Chicken bones are soft, small, and contain hollow areas throughout, so you need about 90 minutes with a pressure cooker to extract enough collagen from the bones to make a rich, gelatinous bone broth.
If you have meat in there that you intend on using, then you need to cook the broth in two separate steps. You remove the cooked chicken as soon as it's perfectly cooked, and put the bones and skin back into the Instant Pot to finish breaking down the collagen in the cartilage and bones.
Best Bones to Use for Chicken Bone Broth
You can use any kind of chicken bones for making Instant Pot chicken bone broth. I prefer a whole raw chicken (and sometimes I'll throw in extra pieces too) because you have all the bones, skin, and cartilage present. In addition, you also have all that yummy chicken meat to save for recipes throughout the week.
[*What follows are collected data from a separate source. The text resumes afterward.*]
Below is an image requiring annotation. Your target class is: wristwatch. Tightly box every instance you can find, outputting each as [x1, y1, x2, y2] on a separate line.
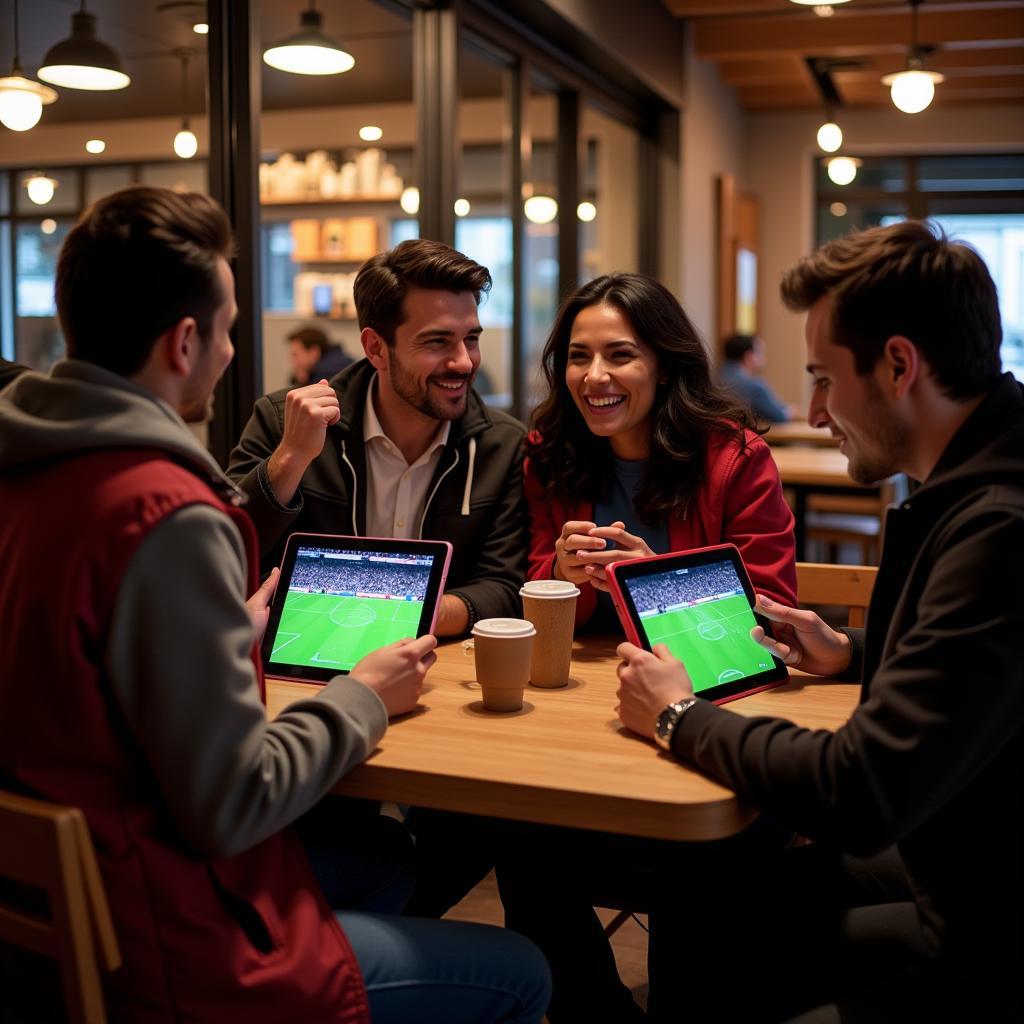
[654, 698, 699, 751]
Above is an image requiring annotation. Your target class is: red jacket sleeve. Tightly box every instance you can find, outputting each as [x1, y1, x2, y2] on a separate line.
[718, 434, 797, 606]
[523, 452, 599, 626]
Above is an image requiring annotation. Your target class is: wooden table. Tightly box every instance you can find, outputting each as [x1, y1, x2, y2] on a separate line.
[763, 422, 838, 447]
[267, 637, 858, 842]
[770, 445, 876, 559]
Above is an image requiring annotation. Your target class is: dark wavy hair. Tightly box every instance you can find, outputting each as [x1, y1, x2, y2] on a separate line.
[529, 274, 757, 521]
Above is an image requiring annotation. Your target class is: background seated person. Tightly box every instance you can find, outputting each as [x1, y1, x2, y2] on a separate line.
[229, 240, 527, 637]
[0, 187, 550, 1024]
[525, 273, 797, 634]
[719, 332, 796, 423]
[287, 324, 354, 386]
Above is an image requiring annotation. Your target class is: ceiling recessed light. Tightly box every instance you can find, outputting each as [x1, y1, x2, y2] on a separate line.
[454, 198, 471, 217]
[359, 125, 383, 142]
[193, 22, 209, 35]
[85, 138, 106, 154]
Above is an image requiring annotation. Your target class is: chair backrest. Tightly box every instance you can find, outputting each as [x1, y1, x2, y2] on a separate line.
[0, 789, 121, 1024]
[796, 562, 878, 627]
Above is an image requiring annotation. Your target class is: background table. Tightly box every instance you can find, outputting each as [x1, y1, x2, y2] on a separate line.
[764, 422, 838, 447]
[769, 445, 879, 559]
[268, 637, 858, 842]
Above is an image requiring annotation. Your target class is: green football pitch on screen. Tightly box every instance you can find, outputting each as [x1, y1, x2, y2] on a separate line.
[641, 593, 774, 693]
[271, 591, 425, 672]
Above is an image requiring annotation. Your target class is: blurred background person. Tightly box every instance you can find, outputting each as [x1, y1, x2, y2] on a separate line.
[287, 325, 354, 386]
[719, 332, 796, 423]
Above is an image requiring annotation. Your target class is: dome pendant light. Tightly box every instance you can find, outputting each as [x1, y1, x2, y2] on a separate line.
[881, 0, 944, 114]
[38, 1, 130, 92]
[0, 0, 58, 132]
[173, 53, 198, 159]
[263, 2, 355, 76]
[816, 110, 843, 154]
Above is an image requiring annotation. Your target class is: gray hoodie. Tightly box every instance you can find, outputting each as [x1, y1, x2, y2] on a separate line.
[0, 360, 387, 857]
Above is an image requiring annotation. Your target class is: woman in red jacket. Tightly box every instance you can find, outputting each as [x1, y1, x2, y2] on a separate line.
[526, 272, 796, 629]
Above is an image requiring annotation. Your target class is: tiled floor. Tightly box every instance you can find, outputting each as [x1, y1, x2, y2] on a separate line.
[444, 870, 650, 1015]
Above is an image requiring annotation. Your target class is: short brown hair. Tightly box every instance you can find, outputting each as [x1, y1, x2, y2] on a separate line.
[56, 186, 234, 377]
[353, 239, 491, 345]
[287, 326, 330, 355]
[780, 220, 1001, 399]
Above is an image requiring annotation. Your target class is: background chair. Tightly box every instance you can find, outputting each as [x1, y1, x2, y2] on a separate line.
[0, 790, 121, 1024]
[795, 561, 877, 627]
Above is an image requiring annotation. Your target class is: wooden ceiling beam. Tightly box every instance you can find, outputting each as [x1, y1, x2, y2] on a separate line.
[717, 55, 813, 86]
[694, 7, 1024, 61]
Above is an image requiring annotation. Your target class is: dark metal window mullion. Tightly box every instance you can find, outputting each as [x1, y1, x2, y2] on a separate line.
[414, 4, 459, 247]
[207, 0, 263, 469]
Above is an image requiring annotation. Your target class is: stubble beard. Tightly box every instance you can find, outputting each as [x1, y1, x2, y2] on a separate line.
[388, 355, 472, 422]
[844, 379, 909, 484]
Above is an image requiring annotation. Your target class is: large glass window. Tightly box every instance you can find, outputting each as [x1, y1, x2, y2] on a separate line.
[817, 154, 1024, 380]
[457, 35, 515, 408]
[257, 0, 416, 394]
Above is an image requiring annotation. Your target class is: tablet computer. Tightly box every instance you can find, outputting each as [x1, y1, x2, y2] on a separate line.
[261, 533, 452, 683]
[607, 543, 788, 704]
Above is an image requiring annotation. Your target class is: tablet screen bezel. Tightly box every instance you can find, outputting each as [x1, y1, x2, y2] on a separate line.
[607, 543, 788, 704]
[261, 533, 452, 683]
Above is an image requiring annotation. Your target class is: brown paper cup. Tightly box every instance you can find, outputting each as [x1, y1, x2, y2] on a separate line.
[520, 580, 580, 688]
[472, 618, 536, 712]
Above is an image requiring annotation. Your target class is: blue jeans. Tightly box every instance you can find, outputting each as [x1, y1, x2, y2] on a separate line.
[338, 912, 552, 1024]
[298, 797, 552, 1023]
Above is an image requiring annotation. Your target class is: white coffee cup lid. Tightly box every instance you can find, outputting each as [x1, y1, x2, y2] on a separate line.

If you buy rotisserie chickens, save the carcasses in the freezer and make Instant Pot bone broth once you have at least 2 of them.
The more bone-in chicken pieces the better. The more cartilage pieces the better. Throwing in extra wings, some feet, and a head if you can find it are wonderful for creating more of a gelatinous chicken bone broth.
What to Do with Chicken Bone Broth
There is so much you can do with bone broth. Aside from sipping on a warm cup of delicious bone broth, you can use the broth to make a base for soups. You can cook the broth down until it's pretty concentrated and make sauces or gravy from it.
My favorite trick is to add some to sautéing chicken or beef and cook out the liquid, allowing the meat to sear in the fat from the broth. It makes the meat so flavorful! You can also cook rice in the broth so that the rice absorbs all the bone broth goodness!
When my children were just starting solids, I'd stir in a spoonful of bone broth into their food or feed them the broth in a little glass.
How to Store Instant Pot Bone Broth
Here's a tip for storage -- You can concentrate the bone broth after you make it by simmering it for a while without a lid on so that the liquid reduces and it takes up less freezer or fridge space.
Bone broth will freeze beautifully for as long as you want. Some people freeze it in ice cube trays. But don't add the broth if it's warm because this can leach the plastic in the ice cube trays. Once frozen, just throw the frozen bone broth cubes into a freezer bag for use later.
You can leave it in the fridge for 1 week.
Leave a comment or ask a question and I'll get right back to you!
If you enjoyed this Instant Pot chicken bone broth recipe, I'd appreciate a 5-star rating and review!
Tag me on Instagram @honestandtasty!
Recipe
Best Chicken Bone Broth (Instant Pot)
Equipment
- 1 Instant Pot pressure cooker
Ingredients
- 1 whole, uncooked chicken *
- 1 onion sliced into 8 pieces
- 1 tablespoon sea salt
- ½ teaspoon black pepper
- 2 teaspoon turmeric powder
- water enough water to just cover the top of the ingredients
Instructions
- Add all ingredients to your Instant Pot, in the order listed.1 whole, uncooked chicken *, 1 onion, 1 tablespoon sea salt, ½ teaspoon black pepper, 2 teaspoon turmeric powder, water
- Properly close the Instant Pot with its lid and set to cook on high pressure heat for 30 minutes.
- Once it is done, allow 15 minutes for natural pressure release before releasing the quick steam valve.
- Then remove the meat from the bones and set meat aside to enjoy in soups/sandwiches/salads.
- Then continue cooking the bones by setting cook time to 90 minutes on high pressure, and then allow 15 minutes of natural pressure release before using the quick release steam valve.
- Using a colander, fine-mesh sieve, or cheesecloth, strain the bone broth into a large pot, discarding the bones and onion.
Shahin sadeghieh says
Great recipe😊
Annette Sweetser says
This is my go to recipe. For the chicken I only add 1 1/2 cup water as per my Instant Pot directions. Less salt, less turmeric, peppercorns instead of black pepper, and anything else I have on hand (celery, garlic, and a bay leaf). I then cover the bones with water.